Toutefois, il existe certaines obligations de responsabilité, par exemple l’obligation de conserver les enregistrements des évaluations de l’impact sur la protection des données pendant deux ans à compter de la fin du projet, ou de conserver les journaux et de maintenir les règles de traitement dans certains scénarios à haut risque.
Le FDPA n’a pas de concept de DPO tel que défini dans le GDPR, mais les contrôleurs peuvent choisir de désigner un “conseiller à la protection des données” (“Data Protection Advisor”) en vertu de l’article 10 du FDPA. La désignation d’un conseiller à la protection des données est facultative, y compris pour les contrôleurs dont les activités de traitement de base consistent en un traitement à haut risque (mais elle est obligatoire pour les organisations agissant en tant qu’organismes fédéraux, y compris les entités privées qui exécutent des tâches publiques). Lorsqu’un conseiller en matière de protection des données est désigné, il doit être indépendant et disposer des ressources nécessaires pour assurer activement le contrôle de la conformité au sein de l’organisation (article 23 FDPO).
L’obligation de consulter l’autorité suisse de protection des données (le commissaire fédéral à la protection des données et à l’information, FDPIC) lorsqu’une évaluation de l’impact sur la protection des données confirme un risque résiduel élevé n’est plus applicable.

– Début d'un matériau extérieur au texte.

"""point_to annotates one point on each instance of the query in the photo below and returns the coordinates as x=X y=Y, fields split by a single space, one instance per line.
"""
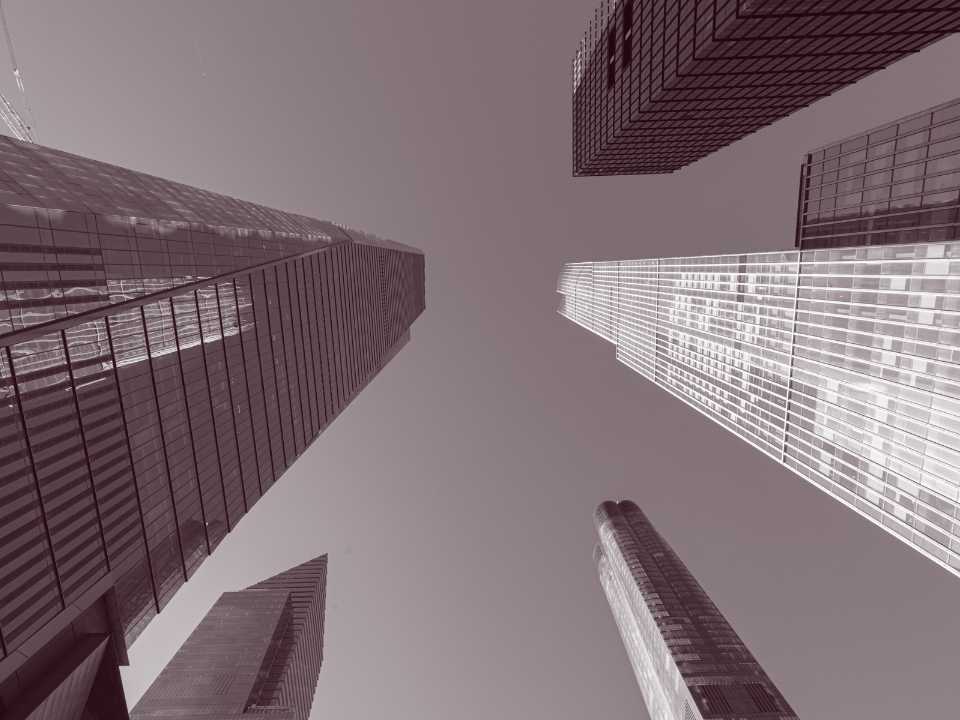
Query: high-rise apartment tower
x=257 y=652
x=659 y=84
x=841 y=364
x=689 y=662
x=166 y=353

Dans la pratique, toutefois, cela n’a qu’une valeur limitée, compte tenu du fait que la plupart des évaluations d’impact confirmeront un risque inférieur ou égal à élevé.
La FDPA n’exige pas que les Data Protection Advisors soient des individus ou qu’ils soient basés en Suisse. Les DPO désignés en vertu du GDPR peuvent également agir en tant que Data Protection Advisors, pour autant qu’ils remplissent les conditions requises.
Comme l’article 27 du GDPR, les contrôleurs situés à l’étranger peuvent être soumis à l’obligation de désigner un “représentant” en vertu de l’article 14 de la FDPA (CH Representative) et de publier son nom et son adresse.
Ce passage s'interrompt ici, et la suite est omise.